COPD: chronic obstructive pulmonary disease; BMI: body mass index; HDL: high density lipoprotein; HOMA-IR: homeostasis model assessment of insulin resistance; VAT CSA: visceral adipose tissue cross-sectionnal area on L4-L5. All coefficients of determination (R2) are<0.3; All regression line slopes were significantly different from 0 (p<0.05); however, none of the regression lines couples (COPD vs. controls) were significantly different (p>0.05 for all comparisons).

https://doi.org/10.1371/journal.pone.0231072.g002

In linear multivariate analyses, the COPD status was not significantly associated with triglyceride levels, total/HDL cholesterol, insulin resistance (HOMA-IR) or VAT area (Table 2). A higher BMI was associated with an increase in triglycerides, total/HDL cholesterol, and HOMA-IR levels, and current smokers with one third of additional VAT. No significant interaction was observed between the COPD status and any characteristic tested.

Lastly, a triglyceride level above 1.5 mmol/L, a total/HDL cholesterol ratio above 4 or a HOMA-IR above 3 were respectively observed in 54 (37.5%), 36 (25%) and 58 (40.3%) of COPD patients and in 37 (31.1%), 33 (27.7%) and 54 (45.4%) of control subjects. In multivariate analysis, the COPD status (or COPD 2+) was not associated with triglyceride >1.5 mmol/L, total/HDL cholesterol ratio >4, HOMA-IR>3, or VAT area>75th percentile. Only the COPD 2+ status was associated with a VAT area>75th percentile (OR = 2.27, CI95% 1.00; 5.15, p = 0.05). Complete regression models are available in supplementary S1S8 Tables.

Discussion

In a population-based cohort consisting of individuals with mild to moderate COPD and control subjects, we found metabolic profiles (lipid profile, HOMA-IR, and VAT accumulation) that were not influenced by the presence of COPD. The well-established relationships between triglycerides, total/HDL cholesterol ratio, and HOMA-IR to indices of adiposity [36,37], which were confirmed here, were not modified in the presence of COPD. Univariate and multivariate analyses showed an absence of association between COPD and metabolic disorders or visceral adiposity. Therefore, based on this thorough statistical approach, we conclude that COPD does not emerge as an independent risk factor for metabolic disorders and visceral adiposity in a cohort that can be considered representative of the entire population.

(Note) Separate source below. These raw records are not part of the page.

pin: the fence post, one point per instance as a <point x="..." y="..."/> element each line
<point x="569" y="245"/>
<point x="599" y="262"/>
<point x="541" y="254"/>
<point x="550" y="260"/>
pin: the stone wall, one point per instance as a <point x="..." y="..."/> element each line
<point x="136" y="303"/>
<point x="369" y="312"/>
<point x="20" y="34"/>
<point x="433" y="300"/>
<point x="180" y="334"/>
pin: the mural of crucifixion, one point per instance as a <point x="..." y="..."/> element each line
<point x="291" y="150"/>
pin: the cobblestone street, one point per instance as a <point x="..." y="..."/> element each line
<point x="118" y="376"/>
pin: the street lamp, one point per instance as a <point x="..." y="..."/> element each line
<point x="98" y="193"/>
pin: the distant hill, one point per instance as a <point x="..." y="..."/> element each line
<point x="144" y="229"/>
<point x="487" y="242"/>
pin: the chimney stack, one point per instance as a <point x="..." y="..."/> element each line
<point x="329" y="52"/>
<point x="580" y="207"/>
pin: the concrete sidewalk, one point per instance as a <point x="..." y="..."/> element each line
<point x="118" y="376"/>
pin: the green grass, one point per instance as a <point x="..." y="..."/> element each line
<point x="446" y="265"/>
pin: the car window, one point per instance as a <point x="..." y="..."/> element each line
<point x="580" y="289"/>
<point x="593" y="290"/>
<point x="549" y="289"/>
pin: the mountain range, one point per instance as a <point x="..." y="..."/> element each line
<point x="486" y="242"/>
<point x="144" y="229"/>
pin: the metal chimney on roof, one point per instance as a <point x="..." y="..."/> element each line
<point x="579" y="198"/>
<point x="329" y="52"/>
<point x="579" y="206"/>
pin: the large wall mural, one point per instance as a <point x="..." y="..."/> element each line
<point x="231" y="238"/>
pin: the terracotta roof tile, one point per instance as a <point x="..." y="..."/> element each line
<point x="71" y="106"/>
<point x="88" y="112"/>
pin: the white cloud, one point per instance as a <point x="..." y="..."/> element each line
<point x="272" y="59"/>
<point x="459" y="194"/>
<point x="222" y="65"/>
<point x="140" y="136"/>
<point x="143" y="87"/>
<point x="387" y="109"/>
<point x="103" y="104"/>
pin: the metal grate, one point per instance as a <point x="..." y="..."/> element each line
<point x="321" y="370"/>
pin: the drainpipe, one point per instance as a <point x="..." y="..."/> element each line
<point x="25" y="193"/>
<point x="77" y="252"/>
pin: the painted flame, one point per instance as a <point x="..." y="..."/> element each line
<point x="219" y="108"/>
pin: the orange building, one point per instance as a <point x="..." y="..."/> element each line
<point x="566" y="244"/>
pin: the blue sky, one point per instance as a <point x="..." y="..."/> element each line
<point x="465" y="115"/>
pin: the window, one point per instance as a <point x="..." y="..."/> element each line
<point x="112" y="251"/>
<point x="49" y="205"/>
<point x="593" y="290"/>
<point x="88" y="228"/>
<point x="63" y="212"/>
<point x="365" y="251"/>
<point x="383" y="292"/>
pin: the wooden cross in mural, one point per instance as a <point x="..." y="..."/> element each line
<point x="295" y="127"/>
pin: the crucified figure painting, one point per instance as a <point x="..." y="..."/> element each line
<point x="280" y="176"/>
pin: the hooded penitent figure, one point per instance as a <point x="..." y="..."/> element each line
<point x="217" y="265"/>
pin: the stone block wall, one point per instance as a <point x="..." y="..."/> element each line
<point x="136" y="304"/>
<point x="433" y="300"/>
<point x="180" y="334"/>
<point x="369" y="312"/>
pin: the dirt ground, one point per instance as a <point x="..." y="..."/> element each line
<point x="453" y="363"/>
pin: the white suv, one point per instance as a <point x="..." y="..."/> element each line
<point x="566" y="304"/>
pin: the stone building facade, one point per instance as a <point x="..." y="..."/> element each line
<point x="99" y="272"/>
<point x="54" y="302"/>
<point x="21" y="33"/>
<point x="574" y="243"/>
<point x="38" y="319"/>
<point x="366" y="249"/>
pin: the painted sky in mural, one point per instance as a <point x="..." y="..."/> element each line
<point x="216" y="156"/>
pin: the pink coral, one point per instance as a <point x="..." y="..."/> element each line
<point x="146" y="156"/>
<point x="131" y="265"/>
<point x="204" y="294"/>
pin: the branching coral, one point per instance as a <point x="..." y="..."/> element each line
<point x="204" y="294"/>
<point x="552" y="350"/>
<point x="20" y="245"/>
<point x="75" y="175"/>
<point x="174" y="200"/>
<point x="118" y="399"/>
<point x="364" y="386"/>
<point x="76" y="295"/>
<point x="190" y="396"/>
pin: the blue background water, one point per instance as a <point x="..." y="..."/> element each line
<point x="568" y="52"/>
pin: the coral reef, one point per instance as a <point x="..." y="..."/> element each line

Numerous studies have explored possible physiopathological links between COPD, asthma or sleep apnea and cardiometabolic components [38]. In those respiratory diseases, several bidirectional mechanisms have been proposed to enhance the risk of hypertriglyceridemia, adipose tissue accumulation and insulin resistance, including hypoxia [812] and hypercapnia [39]. Activation of lipolysis in adipose tissue in the presence of hypoxia led to the "adipose tissue hypoxia" concept [11]. Adipose tissue would then appear to play a central role in the development of chronic inflammation, macrophage infiltration, and would also be responsible for increasing circulating free fatty acids [8,10,11]. In addition, fat-induced systemic inflammation involving adipokines [38,4042], insulin and its receptor, has been implicated in lung injury and airway responsiveness [38,43,44], causing a deleterious pathophysiological loop.

In light of the above potential pathophysiological links between chronic respiratory diseases and cardiometabolic risk factors, it was deemed legitimate to propose that COPD may contribute to the development of metabolic abnormalities. In one of the most large-scale studies in the field, Leone et al. [13] found an association between lung function impairment and “classical” components of the metabolic syndrome. This result was obtained in a heterogeneous population (obstructive and restrictive ventilatory defects), and a sub-analysis restricted to individuals with an obstructive ventilatory defect failed to find an association between glucose or lipid levels and lung function impairment, in line with our present results as well as previous ones [45,46].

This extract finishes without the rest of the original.